Lately, I’ve specifically been looking for events where I can bump into other bloggers. Being behind a computer is one thing, but there’s nothing like face to face interaction. Networking events are the perfect place to meet people in your field as well as people that have the resources you may need access to. There’s only one problem…your comfort zone. Fear or anxiety over networking events don’t only happen to people that are shy or introverted; it absolutely can happen to anyone for a number of reasons! Whether you’re an introvert, an over-analyzer, a pro at networking, or even new to networking entirely, the thought of waltzing into a crowd of unfamiliar faces can make anyone squirm at one point or another. So! I’ve come up with a few easy systems that will help you navigate your way through networking!
1. Identify your kryptonite; make it a strength
2. Get on social media, follow the event organizers; engage!

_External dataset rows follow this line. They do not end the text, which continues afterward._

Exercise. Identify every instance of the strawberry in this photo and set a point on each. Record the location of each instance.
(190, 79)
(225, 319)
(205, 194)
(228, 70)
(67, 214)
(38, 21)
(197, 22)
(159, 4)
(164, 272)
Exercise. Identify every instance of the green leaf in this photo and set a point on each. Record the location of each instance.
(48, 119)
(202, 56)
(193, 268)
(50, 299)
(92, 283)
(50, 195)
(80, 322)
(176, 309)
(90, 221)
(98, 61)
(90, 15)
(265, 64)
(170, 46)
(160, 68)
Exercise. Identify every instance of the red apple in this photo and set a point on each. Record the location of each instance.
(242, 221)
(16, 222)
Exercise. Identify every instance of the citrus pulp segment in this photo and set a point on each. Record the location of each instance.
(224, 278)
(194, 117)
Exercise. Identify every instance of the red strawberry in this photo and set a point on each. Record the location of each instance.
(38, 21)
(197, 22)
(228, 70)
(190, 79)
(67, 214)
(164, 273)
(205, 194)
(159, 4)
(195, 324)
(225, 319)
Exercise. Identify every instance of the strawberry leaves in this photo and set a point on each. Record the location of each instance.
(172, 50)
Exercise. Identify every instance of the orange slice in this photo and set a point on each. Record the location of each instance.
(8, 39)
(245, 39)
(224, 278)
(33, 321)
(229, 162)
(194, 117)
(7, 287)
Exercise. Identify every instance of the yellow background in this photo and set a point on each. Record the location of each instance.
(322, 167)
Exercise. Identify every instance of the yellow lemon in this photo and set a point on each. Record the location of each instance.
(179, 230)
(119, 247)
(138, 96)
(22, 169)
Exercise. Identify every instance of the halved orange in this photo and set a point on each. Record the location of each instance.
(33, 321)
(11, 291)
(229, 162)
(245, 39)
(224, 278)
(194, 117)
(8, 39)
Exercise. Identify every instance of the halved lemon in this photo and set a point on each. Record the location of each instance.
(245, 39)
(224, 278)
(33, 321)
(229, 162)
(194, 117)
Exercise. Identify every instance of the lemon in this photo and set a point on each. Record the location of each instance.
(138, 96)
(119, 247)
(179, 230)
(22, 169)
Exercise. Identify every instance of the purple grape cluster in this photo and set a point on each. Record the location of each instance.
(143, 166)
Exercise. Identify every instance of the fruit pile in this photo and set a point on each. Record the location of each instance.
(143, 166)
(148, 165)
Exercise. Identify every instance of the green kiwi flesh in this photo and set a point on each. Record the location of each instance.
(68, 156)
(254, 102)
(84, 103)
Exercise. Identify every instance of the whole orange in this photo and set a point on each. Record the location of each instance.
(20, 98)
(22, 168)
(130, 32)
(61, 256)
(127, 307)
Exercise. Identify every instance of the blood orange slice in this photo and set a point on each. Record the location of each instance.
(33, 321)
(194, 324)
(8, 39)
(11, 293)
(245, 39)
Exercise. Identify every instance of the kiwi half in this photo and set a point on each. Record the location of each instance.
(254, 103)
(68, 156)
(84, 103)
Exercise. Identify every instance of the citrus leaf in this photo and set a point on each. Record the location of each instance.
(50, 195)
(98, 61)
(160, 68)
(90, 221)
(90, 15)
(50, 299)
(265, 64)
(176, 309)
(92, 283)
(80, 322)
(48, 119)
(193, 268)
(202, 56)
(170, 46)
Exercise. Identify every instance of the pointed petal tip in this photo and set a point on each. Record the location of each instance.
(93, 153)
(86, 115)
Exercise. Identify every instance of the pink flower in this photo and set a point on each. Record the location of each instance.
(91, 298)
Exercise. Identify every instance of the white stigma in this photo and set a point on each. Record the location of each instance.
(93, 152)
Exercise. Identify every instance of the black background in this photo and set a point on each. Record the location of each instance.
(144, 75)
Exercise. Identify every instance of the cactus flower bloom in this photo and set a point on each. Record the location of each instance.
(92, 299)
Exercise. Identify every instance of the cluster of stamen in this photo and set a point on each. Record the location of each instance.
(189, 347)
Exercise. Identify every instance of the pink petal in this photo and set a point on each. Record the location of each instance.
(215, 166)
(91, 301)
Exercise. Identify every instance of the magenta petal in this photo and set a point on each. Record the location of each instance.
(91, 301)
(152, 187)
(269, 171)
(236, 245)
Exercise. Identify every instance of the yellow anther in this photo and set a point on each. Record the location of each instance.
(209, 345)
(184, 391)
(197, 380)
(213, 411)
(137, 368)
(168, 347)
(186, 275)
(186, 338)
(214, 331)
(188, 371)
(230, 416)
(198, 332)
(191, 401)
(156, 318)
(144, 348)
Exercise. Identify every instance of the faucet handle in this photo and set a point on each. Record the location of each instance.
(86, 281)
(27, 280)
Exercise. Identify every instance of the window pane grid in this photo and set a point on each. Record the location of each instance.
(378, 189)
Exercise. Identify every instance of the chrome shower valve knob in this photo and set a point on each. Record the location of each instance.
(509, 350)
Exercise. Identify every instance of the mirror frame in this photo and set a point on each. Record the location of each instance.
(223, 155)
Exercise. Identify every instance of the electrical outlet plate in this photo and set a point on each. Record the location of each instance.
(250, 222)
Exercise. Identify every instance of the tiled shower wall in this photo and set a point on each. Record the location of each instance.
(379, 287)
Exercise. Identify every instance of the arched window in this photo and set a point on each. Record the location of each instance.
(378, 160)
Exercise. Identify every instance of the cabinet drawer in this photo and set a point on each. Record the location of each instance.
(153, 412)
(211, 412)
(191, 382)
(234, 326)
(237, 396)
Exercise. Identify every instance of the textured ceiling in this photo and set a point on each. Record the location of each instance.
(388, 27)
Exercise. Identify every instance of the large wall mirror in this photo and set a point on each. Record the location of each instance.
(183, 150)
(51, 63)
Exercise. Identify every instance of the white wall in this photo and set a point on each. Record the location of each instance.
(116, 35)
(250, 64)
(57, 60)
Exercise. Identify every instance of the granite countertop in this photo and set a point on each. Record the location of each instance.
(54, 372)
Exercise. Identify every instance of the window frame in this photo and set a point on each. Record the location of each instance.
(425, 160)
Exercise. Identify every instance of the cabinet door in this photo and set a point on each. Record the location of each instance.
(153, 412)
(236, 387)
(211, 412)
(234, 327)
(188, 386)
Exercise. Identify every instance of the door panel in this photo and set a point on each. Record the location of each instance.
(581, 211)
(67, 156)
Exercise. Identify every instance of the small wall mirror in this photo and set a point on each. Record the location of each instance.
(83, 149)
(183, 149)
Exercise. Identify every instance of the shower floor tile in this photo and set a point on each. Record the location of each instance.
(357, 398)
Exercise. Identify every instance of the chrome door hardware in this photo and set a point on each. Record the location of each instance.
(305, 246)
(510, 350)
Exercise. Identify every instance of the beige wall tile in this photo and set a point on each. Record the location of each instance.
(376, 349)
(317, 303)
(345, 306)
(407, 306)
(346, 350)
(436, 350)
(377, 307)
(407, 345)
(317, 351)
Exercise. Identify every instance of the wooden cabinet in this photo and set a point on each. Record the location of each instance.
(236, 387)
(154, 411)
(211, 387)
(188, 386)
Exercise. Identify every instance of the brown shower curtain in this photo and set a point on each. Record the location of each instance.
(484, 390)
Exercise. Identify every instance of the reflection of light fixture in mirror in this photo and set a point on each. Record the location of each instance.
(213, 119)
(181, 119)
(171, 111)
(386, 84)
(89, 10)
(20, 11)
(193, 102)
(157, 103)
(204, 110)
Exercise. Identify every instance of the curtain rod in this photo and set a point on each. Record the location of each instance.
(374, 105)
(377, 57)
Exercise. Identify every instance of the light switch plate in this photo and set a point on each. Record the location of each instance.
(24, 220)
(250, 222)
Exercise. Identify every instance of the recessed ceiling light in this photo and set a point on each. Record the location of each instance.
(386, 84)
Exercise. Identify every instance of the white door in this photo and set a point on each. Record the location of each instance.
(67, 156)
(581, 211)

3. Make a list of questions
4. Make a list of G O A L S
5. Make list of what you have to offer
It’s the day of the event, you’re dressed to impress, you’ve got your business cards ready to go, your questions are written down and your pen and note pad are tucked away in your cute clutch! Ready, set, go! Yes, by all means visit the bar. Whether you drink or not, wherever there are drinks, there are also people; so get a good spot and go for it! Don’t feel pressured to drink, if it’s not your thing it’s not your thing. However for people that even just drink socially, the bar is usually a neutral area. There’s probably someone over there that’s just as nervous as you, they’ve just been waiting to see a friendly smile. Remember to just relax. You don’t have to jump right into grilling them; you’re there to make actual connections whether they have something to offer you, vice versa or not at all. Listen then speak. Your goal is to treat each person you encounter as if they were already your friend. Networking is not about gaining valuable contacts but about creating real relationships that can eventually become valuable in building your business. You need to find value that you can bring to their business as well. Your job is to listen with purpose; not just to respond! Seriously take in what this person is sharing with you even if it initially has nothing to do with work because you need to be able to engage effectively.
Icebreakers. If there are icebreaker activities, or even a Q&A, your job is to participate! Instead of having to go around to each person individually, introduce yourself to the crowd and get it out of the way already so when you make your rounds, people are already familiar with what you do. Introducing yourself to the crowd will also help draw in the people in your niche, so there isn’t a lot of wasted time with people unfamiliar with what you do or need. Participating in event activities makes you visible.
Take notes. LITERALLY! You may need to takes some notes, there may be a speaker giving important information to questions you may not even know you have yet. Always be prepared!
Do not work the room. Don’t spread yourself too thin girlfriend! Working the room comes across as a bit too over zealous and as if you don’t know what you want. Be more specific and intentional with your interactions. You can’t make meaningful and lasting connections when you’re jumping from conversation to conversation. Consider each individuals network and think, “Is this in line with what I’m doing now or what I plan to do?”
Sharing is caring. It’s totally ok to ask for and exchange social media handles, take some event pictures together or pass out some business cards but what else does the conversation consist of? You’ve got to be transparent when you’re trying to form relationships and it doesn’t have to be weird. Share what you’re working on, share what your plans are for an upcoming project! Being transparent opens you up to someone meeting a need of yours and all you did was have a conversation! This also goes for sharing your own contacts and resources. You’re not the only person there in need of something. Give give give, then ask!
Be Yourself. We can easily get caught up in being what we think other people need. That happens in real life but especially at events like these. Just be genuine! You are building real relationships that could benefit your business or career, why wouldn’t you want to be your real self. If you don’t, then you could spend the rest of the relationship attempting to live up to what you think they want and who they think you are….way too stressful!
The Follow Up
This phase of networking is easily the most important phase of all. If you fail to follow up, then everything you’ve done was in vain. So what, you collected a lot of business cards! What are you going to do with them? Which of those, did you actually establish some form of relationship while you physically had their attention? What did they discuss with you about their business? Were you able to pinpoint a need within that person or their company? Were you even memorable to them? These are things you should consider when you’re sifting through the flood of business cards. The next thing you need to think about is how you will follow up with them. Will it be by email or phone call, then will you eventually meet up to have a one on one, will you do a video chat to have a more in depth conversation? The options are endless. Your goal throughout this entire process is to leverage the power of that single connection into many different opportunities, not only for yourself, but for the other individual as well!